There’s a lot more to Bollywood that meets the eye. A lot of movies go underrated because they don’t have a glamorous star cast or if the movie is made on a low budget. These movies are too good to overlook and should be appreciated for story lines that are different and stand out.
Travel to Hawai Manzil in Bhopal’s crowded alleyways, a building shared by four women who have four interspersing stories. Their plights are different, but the constant backlash and tyranny they face have a universal quality. Debutante director Alankrita handles countless taboos. Unapologetically bold and opinionated in its treatment of grave woman issues, the film shockingly managed to elicit laughter rather than empathy from quite a chunk of the audience.
Based upon the tragic situation of acrid lack of rainfall in the Bundelkhand region of Central India and the extreme measures devout farmers undergo as a consequence. One of the most haunting films this year, courtesy stellar performances by Sanjay Mishra and Ranvir Shorey, this is a film which NEEDS the attention ‘Padmavati’ is getting.
Konkana Sen Sharma, one of the finest actors of her generation, sits in the director’s chair for the first time for a coming-of-age story, well, kind of. ADITG is the story of how Shutu, a shy student’s life spirals downward during a family holiday. Vikrant Massey does a stellar job of stepping into the shoes of a man who himself navigating the blurred lines of what is accepted in society and questions his own space within the world.
Irrfan Khan and his movies are like a breath of fresh air. They are different from the basic Bollywood style of movies. Hindi Medium targets the primary education system. Shot in the gullies of Delhi, it shows to what extents parents can go to get their child admitted to a prestigious school. The methods that the couple chooses are extreme and later on makes them realize their mistake. The humor is also good just like in any other Irrfan Khan movies, it’s worth a watch.
Newton’s principles and patience are put to test when he runs into Aatma Singh (Pankaj Tripathi), the armed officer responsible for providing security to Newton and his three colleagues which includes Gondi-speaking Malko (Anjali Patil). It is very well written and Rajkummar Rao has done justice to the role completely.

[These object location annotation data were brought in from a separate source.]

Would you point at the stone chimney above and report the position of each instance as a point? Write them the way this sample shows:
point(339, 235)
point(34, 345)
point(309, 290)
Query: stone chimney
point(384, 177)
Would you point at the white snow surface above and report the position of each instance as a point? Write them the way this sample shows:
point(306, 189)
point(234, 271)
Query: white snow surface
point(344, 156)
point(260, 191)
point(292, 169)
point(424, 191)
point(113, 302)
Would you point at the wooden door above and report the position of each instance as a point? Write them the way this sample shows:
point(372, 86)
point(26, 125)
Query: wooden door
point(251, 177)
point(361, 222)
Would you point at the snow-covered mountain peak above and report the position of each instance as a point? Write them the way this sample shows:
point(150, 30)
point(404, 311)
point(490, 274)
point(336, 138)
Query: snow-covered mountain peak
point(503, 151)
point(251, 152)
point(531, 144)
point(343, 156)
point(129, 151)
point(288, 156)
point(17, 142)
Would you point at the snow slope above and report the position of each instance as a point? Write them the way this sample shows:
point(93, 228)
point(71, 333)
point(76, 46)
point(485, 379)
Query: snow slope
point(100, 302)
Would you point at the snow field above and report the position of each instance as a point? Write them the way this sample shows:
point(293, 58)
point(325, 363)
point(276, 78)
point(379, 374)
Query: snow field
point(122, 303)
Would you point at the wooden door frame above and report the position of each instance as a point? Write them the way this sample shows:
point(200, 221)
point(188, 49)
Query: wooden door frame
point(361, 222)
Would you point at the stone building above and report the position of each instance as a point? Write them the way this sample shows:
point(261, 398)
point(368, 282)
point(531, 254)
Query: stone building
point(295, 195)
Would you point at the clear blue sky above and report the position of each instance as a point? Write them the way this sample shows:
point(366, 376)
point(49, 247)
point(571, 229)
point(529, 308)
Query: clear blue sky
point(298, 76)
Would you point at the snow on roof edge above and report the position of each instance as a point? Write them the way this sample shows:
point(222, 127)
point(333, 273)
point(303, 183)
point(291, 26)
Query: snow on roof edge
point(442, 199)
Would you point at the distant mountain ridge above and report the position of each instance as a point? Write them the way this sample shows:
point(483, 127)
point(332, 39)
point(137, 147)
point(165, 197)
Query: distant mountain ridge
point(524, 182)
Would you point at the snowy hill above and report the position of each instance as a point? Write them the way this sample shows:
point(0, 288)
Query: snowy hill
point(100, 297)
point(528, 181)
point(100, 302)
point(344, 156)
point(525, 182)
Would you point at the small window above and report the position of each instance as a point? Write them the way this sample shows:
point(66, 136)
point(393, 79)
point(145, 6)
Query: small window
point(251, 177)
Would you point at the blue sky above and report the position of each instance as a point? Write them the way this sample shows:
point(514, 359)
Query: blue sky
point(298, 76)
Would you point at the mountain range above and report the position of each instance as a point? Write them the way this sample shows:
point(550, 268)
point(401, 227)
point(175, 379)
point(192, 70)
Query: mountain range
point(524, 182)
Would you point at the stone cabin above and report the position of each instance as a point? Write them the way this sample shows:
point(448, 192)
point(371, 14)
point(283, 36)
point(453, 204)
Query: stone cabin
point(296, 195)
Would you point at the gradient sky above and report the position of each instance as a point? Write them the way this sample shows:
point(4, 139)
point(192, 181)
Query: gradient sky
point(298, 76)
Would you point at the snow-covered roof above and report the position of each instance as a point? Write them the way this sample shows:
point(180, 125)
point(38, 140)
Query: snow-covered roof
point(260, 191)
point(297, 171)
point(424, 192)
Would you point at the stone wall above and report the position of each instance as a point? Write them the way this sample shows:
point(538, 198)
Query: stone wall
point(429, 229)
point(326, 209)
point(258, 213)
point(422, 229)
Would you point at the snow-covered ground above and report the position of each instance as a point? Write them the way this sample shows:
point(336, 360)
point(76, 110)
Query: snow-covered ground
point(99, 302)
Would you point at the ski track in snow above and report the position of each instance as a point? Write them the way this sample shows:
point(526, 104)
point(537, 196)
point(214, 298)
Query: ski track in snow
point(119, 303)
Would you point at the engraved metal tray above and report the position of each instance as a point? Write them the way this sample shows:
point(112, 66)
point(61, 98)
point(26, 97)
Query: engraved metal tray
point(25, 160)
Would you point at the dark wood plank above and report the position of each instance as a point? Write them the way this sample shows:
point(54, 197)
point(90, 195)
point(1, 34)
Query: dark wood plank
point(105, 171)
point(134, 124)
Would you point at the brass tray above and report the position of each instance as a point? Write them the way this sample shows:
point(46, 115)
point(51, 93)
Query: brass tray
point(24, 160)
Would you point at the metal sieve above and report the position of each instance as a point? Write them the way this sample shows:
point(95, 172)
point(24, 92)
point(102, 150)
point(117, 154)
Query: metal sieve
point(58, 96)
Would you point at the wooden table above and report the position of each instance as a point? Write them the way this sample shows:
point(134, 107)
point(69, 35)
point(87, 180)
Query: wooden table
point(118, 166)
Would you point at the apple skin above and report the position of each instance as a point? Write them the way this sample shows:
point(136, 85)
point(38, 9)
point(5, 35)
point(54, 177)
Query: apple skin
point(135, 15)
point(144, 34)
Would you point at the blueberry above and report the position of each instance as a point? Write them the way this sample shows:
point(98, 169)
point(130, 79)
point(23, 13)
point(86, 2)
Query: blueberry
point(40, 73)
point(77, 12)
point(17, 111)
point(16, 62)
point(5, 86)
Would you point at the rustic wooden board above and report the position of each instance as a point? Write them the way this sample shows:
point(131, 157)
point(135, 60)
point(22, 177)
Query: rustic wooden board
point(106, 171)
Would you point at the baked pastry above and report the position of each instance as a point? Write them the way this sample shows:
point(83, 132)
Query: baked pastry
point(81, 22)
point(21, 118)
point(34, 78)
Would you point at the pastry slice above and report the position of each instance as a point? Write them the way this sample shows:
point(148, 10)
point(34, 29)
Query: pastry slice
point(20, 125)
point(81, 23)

Amit Masurkar’s Newton, after traveling to over 40 international film festivals and winning prizes in Berlin and Hong Kong, releases in India. And it’s fully worth taking a trip to the cinemas to watch this thought-provoking and amusing little indie, which follows a day in the lives of people involved in the painstaking process of conducting elections in a dangerous area deep in the jungles of Chhattisgarh.
Starring Akshay Kumar and Bhoomi Pednekar, this movie brings us to the ugly truth of villages in India.
While the song and daughter-in-law voice their concerns for constructing a toilet in the house, they’re both ridiculed for debunking the traditions of ancient India. It’s an interesting story based on the real-life situation of a woman who left home on the next day of her marriage because of the absence of a lavatory inside their home.